In 1986, an exhibition at the Pompidou Centre in Paris refocused an interest in the work of architect Joze Plecnik – a body of realized and unbuilt schematics that had momentarily been interned as idiosyncratic and eclectic among post-World War 2 practitioners.
Three years after the exhibition, a book titled Joze Plecnik Architect: 1872-1957 engaged the architect’s work in contemporary discourse with a chapter provocatively titled Modern or Postmodern; A question of Ethics (Burkhardt 1989, p.114). This dual categorization of Plecnik’s work builds on a chrono-stylistic complexity initiated by the architect’s continued reapplication of classicism; thematics that aesthetically deployed classical forms representative of multi-national allegory; and ethically situated as being fundamentally collective.
Critically, Plecnik’s dual operations as architect and educator in both Prague and Ljubljana developed a lineage of practitioners chronological located at conclusion of World War Two and the formalization of urban design practice. The legacy of Plecnikarian principles in post-War, post-Czechoslovakian, and post-Yugoslavian contexts offer contemporized strategies in the representation of multi-nations.
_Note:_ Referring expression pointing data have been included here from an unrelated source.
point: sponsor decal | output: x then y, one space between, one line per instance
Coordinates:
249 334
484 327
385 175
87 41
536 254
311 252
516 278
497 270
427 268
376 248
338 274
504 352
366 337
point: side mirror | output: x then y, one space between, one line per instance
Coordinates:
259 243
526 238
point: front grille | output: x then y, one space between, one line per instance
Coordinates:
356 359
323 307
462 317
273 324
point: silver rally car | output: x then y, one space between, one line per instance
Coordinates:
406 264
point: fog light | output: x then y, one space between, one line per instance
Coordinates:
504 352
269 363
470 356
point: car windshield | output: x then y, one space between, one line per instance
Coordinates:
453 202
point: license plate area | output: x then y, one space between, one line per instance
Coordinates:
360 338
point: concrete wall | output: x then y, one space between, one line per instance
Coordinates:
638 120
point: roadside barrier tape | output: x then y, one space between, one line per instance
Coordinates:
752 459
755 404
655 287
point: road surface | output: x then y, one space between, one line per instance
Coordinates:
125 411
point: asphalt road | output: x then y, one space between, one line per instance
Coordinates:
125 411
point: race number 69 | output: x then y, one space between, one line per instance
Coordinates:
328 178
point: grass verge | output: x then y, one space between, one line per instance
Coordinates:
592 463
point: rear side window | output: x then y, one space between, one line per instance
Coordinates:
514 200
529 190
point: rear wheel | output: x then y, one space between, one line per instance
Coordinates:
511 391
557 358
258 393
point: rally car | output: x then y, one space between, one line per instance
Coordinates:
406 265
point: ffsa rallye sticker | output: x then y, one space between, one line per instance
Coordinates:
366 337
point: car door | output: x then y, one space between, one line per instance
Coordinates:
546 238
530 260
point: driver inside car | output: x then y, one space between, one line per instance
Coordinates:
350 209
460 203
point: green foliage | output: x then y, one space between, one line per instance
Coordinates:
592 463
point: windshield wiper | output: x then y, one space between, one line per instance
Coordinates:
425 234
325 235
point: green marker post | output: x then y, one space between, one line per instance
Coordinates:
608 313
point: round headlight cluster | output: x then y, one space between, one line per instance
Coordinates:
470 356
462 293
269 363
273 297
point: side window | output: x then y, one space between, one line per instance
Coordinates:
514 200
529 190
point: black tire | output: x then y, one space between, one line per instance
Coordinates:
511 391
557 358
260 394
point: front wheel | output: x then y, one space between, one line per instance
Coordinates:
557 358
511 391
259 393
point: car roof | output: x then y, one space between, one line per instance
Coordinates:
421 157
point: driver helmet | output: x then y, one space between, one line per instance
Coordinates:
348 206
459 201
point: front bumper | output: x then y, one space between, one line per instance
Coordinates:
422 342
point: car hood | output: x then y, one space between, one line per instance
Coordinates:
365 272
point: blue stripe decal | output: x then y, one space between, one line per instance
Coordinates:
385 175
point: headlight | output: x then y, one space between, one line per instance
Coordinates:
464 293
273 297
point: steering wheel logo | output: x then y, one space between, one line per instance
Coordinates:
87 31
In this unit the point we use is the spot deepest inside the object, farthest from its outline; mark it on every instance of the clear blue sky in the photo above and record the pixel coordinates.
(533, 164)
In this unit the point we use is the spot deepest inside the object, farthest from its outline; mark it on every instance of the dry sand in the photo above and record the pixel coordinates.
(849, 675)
This paper will address the architectural methodology of Slovenian architect Joze Plecnik and its agency in creating a national urbanism born of multi-national identity in Czechoslovakia as well as the Kingdom of Serbs, Croats and Slovenes. Critically it will examine national landscapes in Prague and Ljubljana that employ an artifice of ‘framing’, to provide a consolidation of territory born from a conglomeration of identity. Situating a reading of modernism that is inherently fragmentary will provide insight into the perceived definition of epoch and identity.